About White Oak Apiaries
(and our honey)
White Oak Apiary is a migratory, commercial beekeeping farm. The number of colonies we keep varies from year to year, but averages about 800.
In addition to producing two varieties of raw, unprocessed honey, we provide pollination services to wild blueberry growers in mid-coast Maine. The bees are put onto the blueberry fields around the first of May, when the blossoms first appear, and usually remain there for about a month. Then the colonies are moved to the fields of neighbors and small local farmers, where they spend the rest of the summer making our delicious Maine Wildflower honey. At the end of the summer, we extract the honey, while the bees downsize their colonies and prepare for winter.
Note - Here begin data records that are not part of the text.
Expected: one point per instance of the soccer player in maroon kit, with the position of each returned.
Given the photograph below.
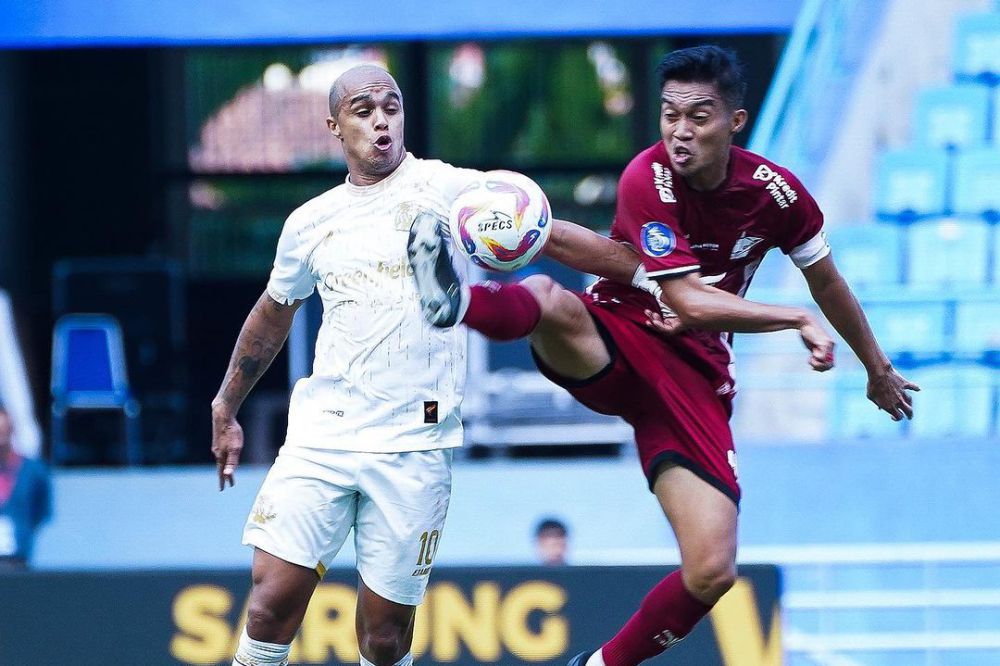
(701, 213)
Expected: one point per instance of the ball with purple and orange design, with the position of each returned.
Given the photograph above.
(501, 221)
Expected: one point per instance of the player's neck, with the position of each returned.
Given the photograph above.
(365, 178)
(710, 177)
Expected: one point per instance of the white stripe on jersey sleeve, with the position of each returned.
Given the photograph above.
(811, 251)
(670, 272)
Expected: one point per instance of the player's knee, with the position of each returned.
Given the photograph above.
(265, 624)
(711, 577)
(383, 645)
(543, 288)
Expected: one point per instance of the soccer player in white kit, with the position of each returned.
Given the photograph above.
(371, 432)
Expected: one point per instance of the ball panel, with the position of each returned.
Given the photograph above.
(501, 222)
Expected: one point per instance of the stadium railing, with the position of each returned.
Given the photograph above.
(829, 41)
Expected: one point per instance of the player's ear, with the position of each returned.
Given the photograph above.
(739, 121)
(334, 128)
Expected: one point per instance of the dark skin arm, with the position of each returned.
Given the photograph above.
(263, 334)
(701, 306)
(886, 387)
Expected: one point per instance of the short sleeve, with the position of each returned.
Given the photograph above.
(291, 278)
(451, 180)
(647, 217)
(803, 239)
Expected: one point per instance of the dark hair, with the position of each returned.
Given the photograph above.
(551, 525)
(706, 64)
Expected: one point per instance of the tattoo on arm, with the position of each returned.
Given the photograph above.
(261, 338)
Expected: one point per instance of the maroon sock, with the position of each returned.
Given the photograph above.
(502, 311)
(666, 615)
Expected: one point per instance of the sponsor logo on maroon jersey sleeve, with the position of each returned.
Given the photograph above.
(658, 240)
(663, 181)
(777, 186)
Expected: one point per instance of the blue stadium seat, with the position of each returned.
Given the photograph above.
(956, 116)
(952, 251)
(88, 373)
(911, 183)
(977, 327)
(903, 326)
(977, 182)
(853, 415)
(995, 129)
(955, 400)
(868, 255)
(977, 47)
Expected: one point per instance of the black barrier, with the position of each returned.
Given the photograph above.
(524, 615)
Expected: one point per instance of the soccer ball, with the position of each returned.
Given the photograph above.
(502, 221)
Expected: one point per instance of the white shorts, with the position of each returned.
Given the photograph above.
(396, 503)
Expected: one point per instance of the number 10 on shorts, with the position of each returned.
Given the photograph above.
(428, 548)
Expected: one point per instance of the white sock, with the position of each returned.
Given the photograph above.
(259, 653)
(405, 661)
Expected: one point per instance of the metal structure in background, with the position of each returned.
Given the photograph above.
(15, 393)
(830, 40)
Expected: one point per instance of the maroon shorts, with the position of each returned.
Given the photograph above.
(678, 417)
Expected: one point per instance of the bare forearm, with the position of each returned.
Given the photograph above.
(262, 336)
(588, 252)
(842, 309)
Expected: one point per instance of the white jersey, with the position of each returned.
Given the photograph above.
(383, 379)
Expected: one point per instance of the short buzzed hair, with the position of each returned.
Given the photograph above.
(551, 526)
(706, 64)
(336, 96)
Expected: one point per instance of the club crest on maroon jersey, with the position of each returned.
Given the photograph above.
(658, 240)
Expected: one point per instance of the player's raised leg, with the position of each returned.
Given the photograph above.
(278, 601)
(561, 330)
(704, 522)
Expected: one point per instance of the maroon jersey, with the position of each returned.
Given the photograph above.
(723, 234)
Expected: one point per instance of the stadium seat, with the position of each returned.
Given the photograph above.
(995, 129)
(853, 415)
(89, 373)
(977, 327)
(977, 47)
(950, 251)
(868, 255)
(976, 190)
(917, 327)
(956, 116)
(955, 400)
(911, 183)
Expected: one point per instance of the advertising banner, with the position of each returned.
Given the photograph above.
(525, 615)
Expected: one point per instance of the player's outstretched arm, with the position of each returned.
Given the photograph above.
(589, 252)
(698, 305)
(886, 387)
(262, 336)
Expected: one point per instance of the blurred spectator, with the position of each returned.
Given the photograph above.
(25, 499)
(551, 541)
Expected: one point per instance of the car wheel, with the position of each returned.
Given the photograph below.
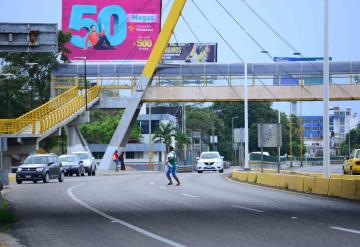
(46, 178)
(61, 177)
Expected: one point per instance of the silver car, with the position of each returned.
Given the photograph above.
(88, 162)
(72, 165)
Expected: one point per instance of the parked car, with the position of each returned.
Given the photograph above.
(88, 162)
(40, 167)
(72, 165)
(210, 161)
(351, 165)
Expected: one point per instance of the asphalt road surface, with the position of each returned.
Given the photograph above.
(206, 210)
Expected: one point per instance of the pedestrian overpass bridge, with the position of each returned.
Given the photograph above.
(114, 86)
(292, 81)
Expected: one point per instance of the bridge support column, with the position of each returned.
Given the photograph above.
(75, 140)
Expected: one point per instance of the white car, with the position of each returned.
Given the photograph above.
(88, 162)
(210, 161)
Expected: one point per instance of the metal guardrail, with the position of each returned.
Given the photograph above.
(64, 112)
(12, 126)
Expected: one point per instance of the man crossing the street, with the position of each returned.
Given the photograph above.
(171, 166)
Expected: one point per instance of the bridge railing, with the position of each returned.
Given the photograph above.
(66, 111)
(12, 126)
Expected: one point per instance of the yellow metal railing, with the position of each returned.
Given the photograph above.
(50, 114)
(12, 126)
(67, 110)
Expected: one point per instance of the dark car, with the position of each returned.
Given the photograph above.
(72, 164)
(40, 167)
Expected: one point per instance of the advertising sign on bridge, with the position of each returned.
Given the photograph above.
(111, 29)
(191, 53)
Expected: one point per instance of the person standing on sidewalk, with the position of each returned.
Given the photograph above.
(116, 160)
(122, 161)
(171, 166)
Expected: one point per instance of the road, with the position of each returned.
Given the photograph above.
(139, 209)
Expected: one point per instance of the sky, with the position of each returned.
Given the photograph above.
(300, 22)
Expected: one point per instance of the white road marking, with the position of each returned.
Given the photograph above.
(123, 223)
(188, 195)
(344, 229)
(249, 209)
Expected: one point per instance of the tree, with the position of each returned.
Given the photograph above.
(354, 141)
(164, 133)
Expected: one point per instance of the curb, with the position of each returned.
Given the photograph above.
(342, 186)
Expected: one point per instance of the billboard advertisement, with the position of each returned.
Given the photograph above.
(111, 29)
(191, 53)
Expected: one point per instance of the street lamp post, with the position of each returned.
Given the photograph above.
(232, 136)
(31, 65)
(85, 80)
(326, 138)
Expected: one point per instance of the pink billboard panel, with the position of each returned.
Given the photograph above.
(111, 29)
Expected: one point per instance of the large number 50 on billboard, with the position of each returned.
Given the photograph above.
(111, 29)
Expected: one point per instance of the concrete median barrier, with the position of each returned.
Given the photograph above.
(335, 187)
(349, 188)
(343, 186)
(321, 186)
(309, 184)
(252, 177)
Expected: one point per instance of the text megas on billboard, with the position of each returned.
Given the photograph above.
(111, 29)
(191, 53)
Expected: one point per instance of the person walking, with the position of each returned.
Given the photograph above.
(116, 160)
(171, 166)
(122, 161)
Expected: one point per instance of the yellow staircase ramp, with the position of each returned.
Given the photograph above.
(66, 111)
(27, 122)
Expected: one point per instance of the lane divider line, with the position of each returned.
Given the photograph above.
(249, 209)
(344, 229)
(188, 195)
(121, 222)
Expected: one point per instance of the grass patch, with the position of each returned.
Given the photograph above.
(6, 217)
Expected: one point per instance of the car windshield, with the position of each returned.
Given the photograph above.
(83, 156)
(68, 159)
(36, 160)
(209, 156)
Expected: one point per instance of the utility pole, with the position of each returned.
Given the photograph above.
(85, 79)
(326, 138)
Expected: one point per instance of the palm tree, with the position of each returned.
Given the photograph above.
(164, 133)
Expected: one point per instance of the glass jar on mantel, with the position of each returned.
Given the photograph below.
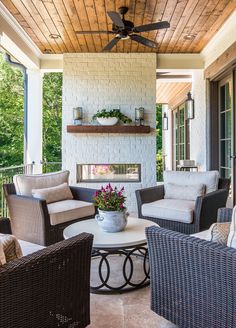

In the fall, we move our whole operation to Southeast Georgia, in the piney woods along the Satilla river, just northeast of Okefenokee swamp, about 40 miles inland from the Atlantic coast. Spring starts in the middle of January there, with the Maple tree bloom. The bees collect a large amount of pollen and nectar from the Maples to start rearing brood for the year. Hive population increases rapidly in the warming climate, and in late February a swamp shrub called Ty-Ty blooms in astonishing profusion. With a fine perfumy aroma and flowery flavor, Ty-Ty nectar and pollen flow for almost a month, providing the fuel for an accelerating population explosion. We use this growth to make our spring increase, dividing colonies and adding new queens.
By the first of May, it is time to load the bees onto trucks for the trip north, but we leave some colonies to benefit from the next wave of bloom, to make a crop of our Extra Fancy Georgia Honey, from the famous Gallberry and Tupelo flowers.